Profound Change in America

The Annual Meeting of the Community Land Trust in the Southern Berkshires will be held on Saturday, February 6, 2010 at 7:00 PM at the First Congregational Church, 251 Main Street, Great Barrington, Massachusetts. Gar Alperovitz, the guest speaker for the evening, will speak on “The Possibility of Profound Change in America.”

Gar Alperovitz has had a distinguished career as a historian, political economist, activist, writer, and government official. He is currently the Lionel R. Bauman Professor of Political Economy at the University of Maryland and is a former Fellow of Kings College, Cambridge University; Harvard’s Institute of Politics; the Institute for Policy Studies; and a Guest Scholar at the Brookings Institution.

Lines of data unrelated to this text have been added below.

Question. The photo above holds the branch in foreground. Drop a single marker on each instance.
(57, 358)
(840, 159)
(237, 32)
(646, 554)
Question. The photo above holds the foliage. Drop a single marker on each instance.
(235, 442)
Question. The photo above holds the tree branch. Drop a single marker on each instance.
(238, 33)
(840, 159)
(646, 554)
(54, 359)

He is the author of the 2006 book America Beyond Capitalism: Reclaiming Our Wealth, Our Liberty, and Our Democracy and of the more recent Unjust Deserts: How the Rich Are Taking Our Common Inheritance and Why We Should Take It Back. His articles have appeared in the New York Times, the Washington Post, the Los Angeles Times, the New Republic, the Nation, and the Atlantic among other popular and academic publications. He has been profiled by the New York Times, the Associated Press, People, UPI and Mother Jones and has been a guest on numerous network TV and cable news programs, including “Meet the Press,” “Larry King Live,” “The Charlie Rose Show,” “Cross Fire,” and “the O’Reilly Factor.”

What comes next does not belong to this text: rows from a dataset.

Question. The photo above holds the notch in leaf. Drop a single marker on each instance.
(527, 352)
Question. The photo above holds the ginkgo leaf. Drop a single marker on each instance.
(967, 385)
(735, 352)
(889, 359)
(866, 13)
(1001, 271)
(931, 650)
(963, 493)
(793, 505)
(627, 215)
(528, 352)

He is one of the initiators of the much watched and discussed Evergreen Cooperatives in Cleveland, Ohio. The initiative is inspired by the Mondragon Cooperatives started in the Basque region of Spain in the 1950s—a model of successful worker ownership of industry. The Cleveland project promises to create green industry jobs in one of the most depressed neighborhoods of the city and make owners of workers. Aware that this rebuilding could raise land prices and lead to gentrification, the project is employing a community land trust from the start to gather and hold land for and by the community into the future.

The central principle motivating the work of a community land trust is that buildings, homes, barns, fences, gardens, and all things done with or on the land should be owned by individuals, but the land itself is a limited community resource that should be owned by the community as a whole. The Community Land Trust in the Southern Berkshires owns three parcels of land. It has 22 sites leased for affordable housing for year round residents, a site leased as offices to a non profit, and a site leased as an organic farm. Membership in the Land Trust is $10 or 10 BerkShares per year.

Gar Alperovitz is a leading thinker on strategies for democratic, community-based economic development. He is also the president of the National Center for Economic and Security Alternatives and is a founding principal of the University of Maryland-based Democracy Collaborative, an international research institution sponsored by leading universities and citizen organizations.

The annual meeting of the Community Land Trust is open to the public. Tickets are $5 or 5 BerkShares at the door. Current members of the Community Land Trust may attend for free.

We hope you will join us to welcome Gar Alperovitz to the Berkshires.